It's not just the usual commercial loggers who are trying to stop him, but drug traffickers, who have forced the indigenous peoples to clear-cut the forests and grow fields of marijuana and opium poppies for export, and murdered some who have resisted.

Other Goldman Prize winners - each of whom will receive a $75,000 no-strings-attached award - include Brazilian Senator Marina Silva, a colleague of slain rubber tapper Chico Mendes, who has developed and promoted sustainable extractive reserves; Mahesh Chander Mehta, a public interest attorney from New Delhi, India, who has argued and won over 40 landmark environmental cases in India's Supreme Court since 1984; Bill Ballantine from New Zealand, who has successfully established "no take" marine bioreserves both in New Zealand and internationally; Amooti Ndyakira, who as the sole environmental reporter in Uganda, single-handedly developed the country's environmental consciousness and helped stop wildlife smuggling; and Bulgaria's Albena Simeonova, who has mobilized citizens against the construction of nuclear power plants and in support of environmental protection. Last year's winner of the Goldman Prize for Africa - Nigerian environmental and human rights leader Ken Saro-Wiwa - was executed six months after he won the award by the government he railed against.

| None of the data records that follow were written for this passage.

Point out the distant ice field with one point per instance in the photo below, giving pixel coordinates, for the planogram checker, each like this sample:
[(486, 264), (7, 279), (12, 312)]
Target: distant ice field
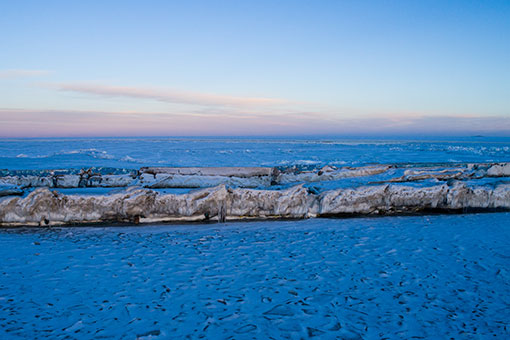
[(132, 153), (424, 277)]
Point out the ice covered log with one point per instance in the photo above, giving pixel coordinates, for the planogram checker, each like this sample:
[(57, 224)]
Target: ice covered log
[(389, 199), (135, 205)]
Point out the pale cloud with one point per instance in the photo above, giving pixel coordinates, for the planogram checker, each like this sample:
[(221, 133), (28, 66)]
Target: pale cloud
[(18, 73), (46, 123), (169, 96)]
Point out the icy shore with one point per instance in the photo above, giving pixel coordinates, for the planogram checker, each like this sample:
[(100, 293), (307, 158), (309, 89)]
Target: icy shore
[(43, 207), (234, 193), (418, 277)]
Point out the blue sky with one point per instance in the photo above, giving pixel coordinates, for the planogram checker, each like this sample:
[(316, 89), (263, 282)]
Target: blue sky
[(70, 68)]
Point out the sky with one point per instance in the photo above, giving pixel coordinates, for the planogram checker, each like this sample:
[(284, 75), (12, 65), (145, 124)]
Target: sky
[(174, 68)]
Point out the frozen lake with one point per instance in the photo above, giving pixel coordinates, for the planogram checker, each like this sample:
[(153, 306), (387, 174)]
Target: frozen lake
[(441, 277)]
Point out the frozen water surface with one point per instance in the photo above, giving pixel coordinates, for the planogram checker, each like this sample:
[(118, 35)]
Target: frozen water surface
[(434, 277)]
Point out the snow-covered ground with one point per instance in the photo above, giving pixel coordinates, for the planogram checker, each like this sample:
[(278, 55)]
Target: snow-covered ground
[(432, 277)]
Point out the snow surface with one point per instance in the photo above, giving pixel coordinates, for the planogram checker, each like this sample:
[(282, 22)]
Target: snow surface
[(433, 277)]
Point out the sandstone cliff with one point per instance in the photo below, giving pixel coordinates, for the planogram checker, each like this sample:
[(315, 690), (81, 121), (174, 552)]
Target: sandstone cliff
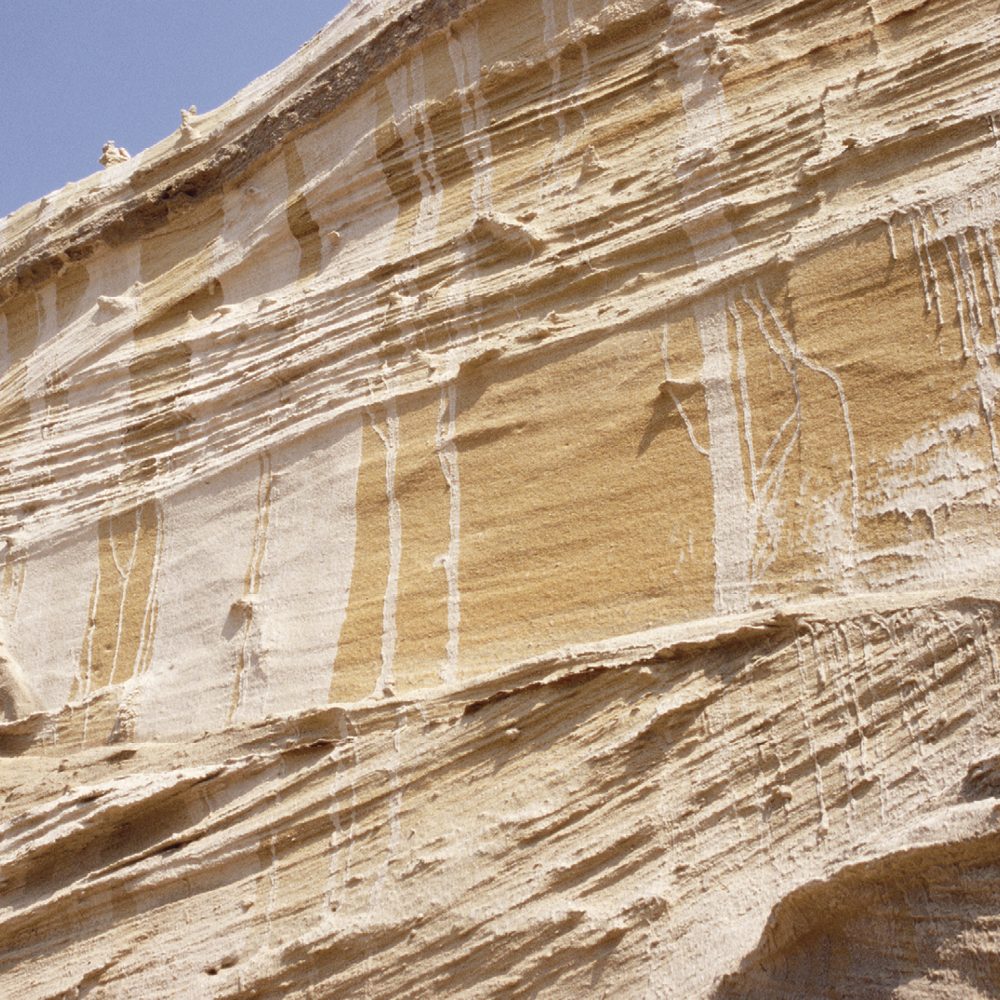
[(509, 506)]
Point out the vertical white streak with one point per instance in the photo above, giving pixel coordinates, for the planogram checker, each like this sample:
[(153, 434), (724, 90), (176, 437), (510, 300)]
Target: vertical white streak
[(796, 353), (448, 457), (390, 439), (733, 521), (463, 47), (707, 123), (406, 91)]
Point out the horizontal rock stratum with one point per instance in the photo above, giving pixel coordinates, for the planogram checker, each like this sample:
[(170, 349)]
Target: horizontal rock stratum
[(509, 506)]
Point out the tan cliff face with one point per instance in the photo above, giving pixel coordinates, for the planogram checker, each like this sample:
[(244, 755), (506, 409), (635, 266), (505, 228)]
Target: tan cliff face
[(508, 506)]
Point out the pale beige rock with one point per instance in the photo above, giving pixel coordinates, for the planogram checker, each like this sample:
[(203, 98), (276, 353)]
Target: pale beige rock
[(508, 506)]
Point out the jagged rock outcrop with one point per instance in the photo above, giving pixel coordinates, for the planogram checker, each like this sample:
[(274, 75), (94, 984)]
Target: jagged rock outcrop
[(508, 506)]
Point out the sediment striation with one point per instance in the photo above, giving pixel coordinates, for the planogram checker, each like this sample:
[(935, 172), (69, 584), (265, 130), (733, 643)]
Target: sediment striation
[(509, 505)]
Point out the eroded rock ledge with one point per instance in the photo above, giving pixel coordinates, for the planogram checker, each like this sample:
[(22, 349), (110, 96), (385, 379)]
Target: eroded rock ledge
[(508, 506)]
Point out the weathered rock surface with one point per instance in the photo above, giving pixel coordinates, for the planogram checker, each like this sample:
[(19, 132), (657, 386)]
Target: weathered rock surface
[(508, 506)]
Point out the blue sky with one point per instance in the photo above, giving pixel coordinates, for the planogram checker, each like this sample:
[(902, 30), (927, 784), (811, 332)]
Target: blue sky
[(75, 73)]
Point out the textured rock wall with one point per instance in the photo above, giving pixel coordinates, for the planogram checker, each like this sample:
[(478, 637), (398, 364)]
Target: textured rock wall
[(508, 506)]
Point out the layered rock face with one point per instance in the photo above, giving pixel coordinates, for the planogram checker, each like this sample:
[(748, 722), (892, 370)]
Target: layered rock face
[(508, 507)]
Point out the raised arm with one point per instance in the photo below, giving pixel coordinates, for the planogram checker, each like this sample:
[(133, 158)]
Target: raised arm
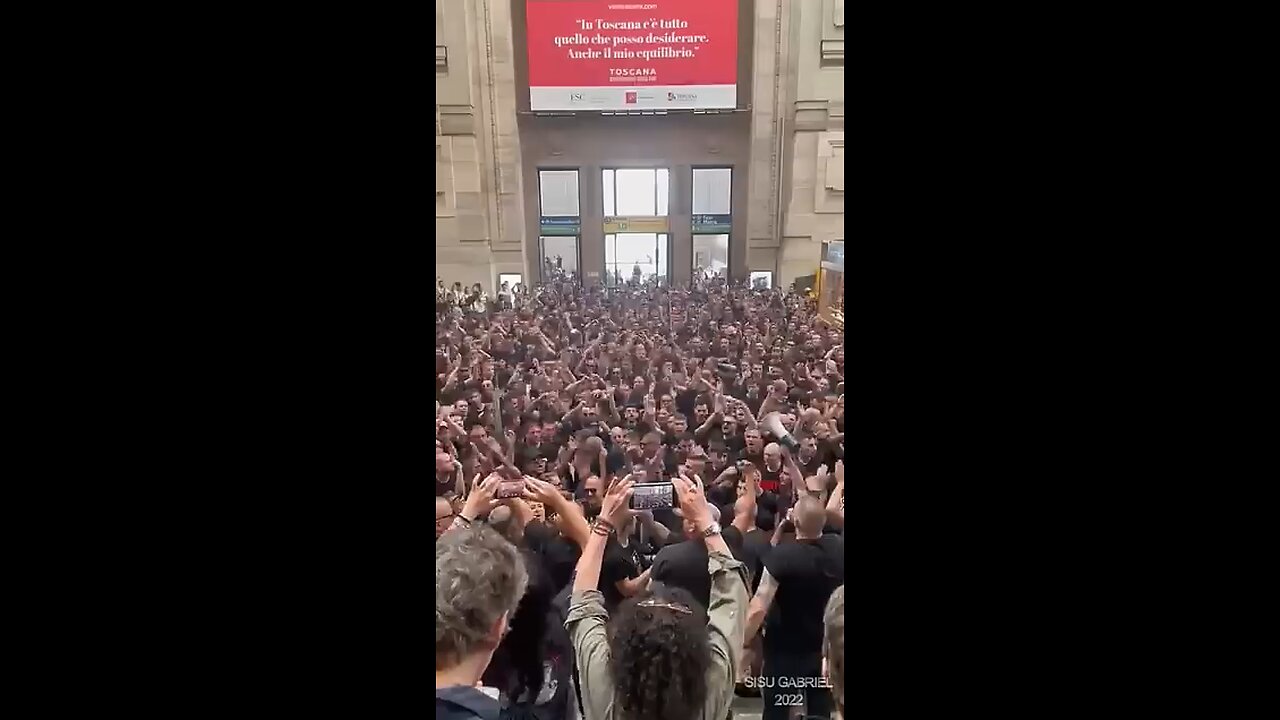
[(726, 613), (586, 614), (760, 604)]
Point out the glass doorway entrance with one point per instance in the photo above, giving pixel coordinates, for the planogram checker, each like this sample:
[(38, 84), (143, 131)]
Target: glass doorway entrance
[(636, 256)]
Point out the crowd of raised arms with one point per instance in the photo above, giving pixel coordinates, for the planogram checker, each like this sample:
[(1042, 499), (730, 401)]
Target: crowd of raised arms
[(639, 501)]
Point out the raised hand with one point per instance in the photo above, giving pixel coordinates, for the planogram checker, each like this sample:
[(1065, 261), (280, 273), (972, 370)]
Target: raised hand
[(481, 501), (615, 507), (540, 491), (693, 501)]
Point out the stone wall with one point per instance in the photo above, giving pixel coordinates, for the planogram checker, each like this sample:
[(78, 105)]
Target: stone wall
[(798, 135), (786, 144), (479, 203)]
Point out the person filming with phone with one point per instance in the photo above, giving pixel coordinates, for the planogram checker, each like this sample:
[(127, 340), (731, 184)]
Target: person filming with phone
[(664, 656), (799, 577)]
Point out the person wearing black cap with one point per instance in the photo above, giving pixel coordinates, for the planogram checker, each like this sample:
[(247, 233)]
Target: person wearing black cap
[(684, 564)]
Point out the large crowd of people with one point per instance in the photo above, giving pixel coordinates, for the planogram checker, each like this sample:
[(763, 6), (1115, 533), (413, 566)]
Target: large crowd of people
[(639, 501)]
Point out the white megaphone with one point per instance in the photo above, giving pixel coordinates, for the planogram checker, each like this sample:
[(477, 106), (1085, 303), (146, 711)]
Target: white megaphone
[(773, 423)]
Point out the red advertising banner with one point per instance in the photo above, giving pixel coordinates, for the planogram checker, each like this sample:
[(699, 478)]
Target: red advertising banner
[(620, 55)]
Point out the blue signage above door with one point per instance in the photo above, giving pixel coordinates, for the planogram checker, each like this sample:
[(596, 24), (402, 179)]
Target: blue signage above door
[(716, 224)]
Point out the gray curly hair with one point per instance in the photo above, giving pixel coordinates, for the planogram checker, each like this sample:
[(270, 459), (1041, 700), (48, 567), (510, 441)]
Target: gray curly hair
[(479, 577)]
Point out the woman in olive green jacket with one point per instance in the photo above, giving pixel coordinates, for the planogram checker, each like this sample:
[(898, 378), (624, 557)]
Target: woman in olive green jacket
[(663, 657)]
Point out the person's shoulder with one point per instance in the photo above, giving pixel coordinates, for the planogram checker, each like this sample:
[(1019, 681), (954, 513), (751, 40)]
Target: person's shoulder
[(461, 702)]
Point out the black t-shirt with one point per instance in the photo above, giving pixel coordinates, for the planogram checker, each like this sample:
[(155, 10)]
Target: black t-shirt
[(620, 564), (684, 565), (755, 547), (807, 573), (560, 557), (810, 468)]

The Sierra Club is actively seeking nominations of grassroots activists from the U.S. and abroad for the 1997 awards. The deadline for submissions is August 21, 1996. To nominate an activist, contact Stephen Mills at (202) 675-6691, or e-mail: stephen.mills@sierraclub.org.

1996 Staff Awards

The Michael McCloskey Award, which honors an employee with a distinguished record of achievement in national or international conservation causes, went to Jim Blomquist, current Director of the Office of Educational Programs for the Centennial Campaign, for his nearly 20 years of service.

Jim Price, Senior Regional Conservation Director for the Southeast, received the Community Service Award in recognition of his many years of active work on social justice issues within his community of Birmingham, Alabama.

Jim McDaniel, Regional Director of Major Gifts in the Southwest for the Centennial Campaign, and Melanie Griffin, Public Lands Director in the Washington D.C. office, received the Virginia Ferguson Award for their demonstrated commitment to the Club and inspiration to the rest of the staff.

The Special Achievement Award went to the TRAIL Team, specifically, John DeCock, Dave Simon, Tony Rango, James Bullard, Steve Heathcock, Laura Vacco, Mark Maslow and Charles Hardy, in recognition of their work to benefit and streamline the work of the Club by designing and implementing a new operations system for the national Outings program.

The Club also honored Paula Carrell, state program director, and Jim Cohee, senior editor at Sierra Club Books, for their 20 years of service.

New Chapter and Group Committee

Joan Brasaemle reports on the formation of a new committee dedicated to helping revitalize chapters, groups and sections - the Chapters and Groups Committee. Brasaemle is chair of this new committee, which also includes George Hague, San Gorgonio Chapter delegate; Drusha Mayhue, Houston Group chair; Amy Potterfield, former Hawaii Chapter chair; Bonnie Sharpe, Angeles Chapter chair; Lois Snedden, newly elected Club director; jonathan stoke, Council chair; and Jan O'Connell, Western Michigan Group chair.

Material World Takes Flight

A new exhibit of 158 photographs from Sierra Club Books' "Material World" opens in June l996 at the International terminal of Chicago's O'Hare Airport and runs for a year. An opening celebration is planned the week of June 11 to tie in with the annual American Booksellers Convention.